Holt and Johnson speak regularly at Middlesex town meetings and have criticized commissioners for what they feel is poor maintenance of the town’s public parks. Since Holt began attending town meetings last July, she said her relationship with the mayor and town board has become adversarial.

Holt and Johnson attend town meetings in blue T-shirts with "Citizens for a Better Middlesex” printed on the back. They said the questions they ask during those meetings go unanswered.

"It’s not like we’re trying to make anyone look bad,” Johnson said. "We’re asking simple questions. Why can’t we get simple answers?”

The mayor said Middlesex commissioners don’t typically respond to questions during the public comment portion of town meetings.

"As a rule, we do not answer public comment questions,” Lewis said. "Most boards don’t. They’re coming in and talking during public comment, but they’re not doing any follow-up.”

Holt said she has a "bad working relationship” with town officials and pointed to an email exchange between her and Shelly Woodruff, the town administrative assistant. Holt said her comments to the board weren’t recorded accurately in Aug. 13 meeting minutes.
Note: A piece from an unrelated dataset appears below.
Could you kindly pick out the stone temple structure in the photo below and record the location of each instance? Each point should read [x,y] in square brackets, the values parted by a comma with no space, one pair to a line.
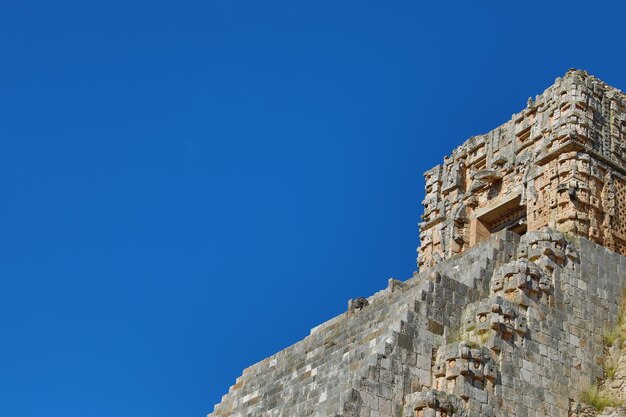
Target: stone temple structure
[521,273]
She asked Woodruff to revise the minutes in a Sept. 17 email, but said she didn’t receive a reply until Oct. 9.

"I just wanted to let you know that I did not respond to this email because Lu Harvey instructed me not to respond,” Woodruff wrote.

Lewis said town commissioners had already approved the minutes and he didn’t feel the correction was necessary since state law doesn’t require public boards to keep word-for-word transcripts.

"I think it was wrong that he instructed you not to respond,” Holt wrote in a reply to Woodruff’s email. "Because of this, he also lets the citizens know that the office is not responsive to citizen requests and comments.”

Lewis said the town has an "open-door policy” and Holt’s and Johnson’s concerns about Middlesex parks could be better addressed if they met with officials at Town Hall.

"As of yet, neither one has been in this office to sit down and talk about a park,” he said. "They just stand up in public comment and quote the minutes of something that happened before.”

Johnson said he and Holt are pointing out the problems in order to find solutions.

"Our heart and soul’s in it,” Johnson said. "We want things to be right. We care about the town.”

Middlesex commissioners are scheduled to meet at 7:30 p.m. Monday at Town Hall, 10232 S. Nash St. Lewis said the board has no plans to discuss its policy on public record fees.